A PDG é titular, direta ou indiretamente, de 49% do capital social de quinze das SPEs e de 75% do capital social das demais três SPEs. As participações restantes são detidas pela HM1. O descruzamento das participações societárias se dará por meio da permuta da totalidade das quotas detidas pela PDG em quinze SPEs pela totalidade das quotas detidas pela HM1 em três SPEs. A PDG será contratada e remunerada para prestar serviços de gestão imobiliária às SPEs HM1.

Itaúsa (ITSA4)
A Itaúsa, holding que controla o Itaú Unibanco, ingressou formalmente nesta terça-feira em processo competitivo de aquisição de participação societária na BR Distribuidora, subsidiária de postos de combustíveis da Petrobras (PETR3PETR4), segundo comunicado enviado esta noite à CVM (Comissão de Valores Mobiliários). 

A empresa se une à Brasil Warrant e Cambuhy pela BR Distribuidora. Até o momento, não houve oferta ou celebração de contrato com a Petrobras no que diz respeito à aquisição, informou a holding. 

Em meados de outubro, a Petrobras informou que havia distribuído até aquele momento mais de 90 prospectos de venda de participação na BR Distribuidora para potenciais parceiros, após iniciar a oferta do ativo a investidores com a nova modelagem, que permite o compartilhamento de controle na subsidiária de combustíveis. No atual modelo de venda da BR, formalmente conhecida como Petrobras Distribuidora, haverá uma estrutura societária que envolverá as classes de ações ordinárias e preferenciais, de forma que a Petrobras permaneça majoritária no capital total, mas com uma participação de 49 por cento no capital votante. A Petrobras prevê desinvestimentos de 34,6 bilhões de dólares entre 2015 e 2018, como forma de reduzir seu endividamento. A BR é um dos principais ativos nesse processo.

Além da Itaúsa, outros grupos como a rede varejista Lojas Americanas também manifestaram interesse em participar do processo de aquisição de participação societária na BR Distribuidora.

Light (LIGT3)
A Aneel (Agência Nacional de Energia Elétrica) aprovou na terça-feira o reajuste tarifário anual da distribuidora Light Serviços de Eletricidade que prevê a redução média de 12,25% nas contas de luz. As novas tarifas passarão a valer a partir da próxima segunda-feira (7), por 12 meses, para 3,8 milhões de unidades consumidoras localizadas em 31 municípios no Rio de Janeiro.  

Usiminas (USIM5)
A Usiminas confirmou na terça-feira a informação veiculada pelo jornal O Globo, na última quinta-feira (28), de que o presidente da siderúrgica, Rômel Erwin de Souza entrou com ação contra o presidente do conselho de administração da empresa, Elias Brito. Na ação, Rômel pede reparação de danos, sem estabelecer valor pré-definido. 
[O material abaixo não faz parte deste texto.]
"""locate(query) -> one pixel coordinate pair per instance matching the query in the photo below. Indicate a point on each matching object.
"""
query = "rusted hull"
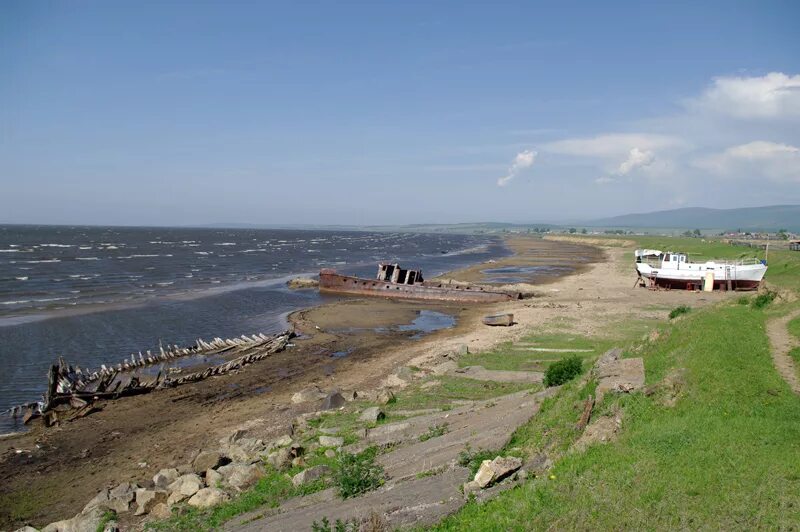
(330, 281)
Segundo a empresa, essa informação é pública e encontra-se na ata da reunião do conselho do dia 27 de outubro. No entanto, como a empresa não é parte do referido processo judicial, que tramita em segredo na Justiça, a companhia não possui qualquer informação adicional a respeito. 

Oferta de ações
Segundo reportagem da revista Exame citando executivos não identificados e envolvidos nas operações, BR Malls, CCR e Copel planejam novas ofertas de ações .

A BR Malls deverá usar os recursos para reduzir sua dívida, enquanto a CCR pretende fazer investimentos. O governo do Paraná pretende vender parte de sua fatia na Copel, diz a revista. As companhias não comentaram. Outras cerca de 15 companhias pretendem abrir o capital nos próximos meses.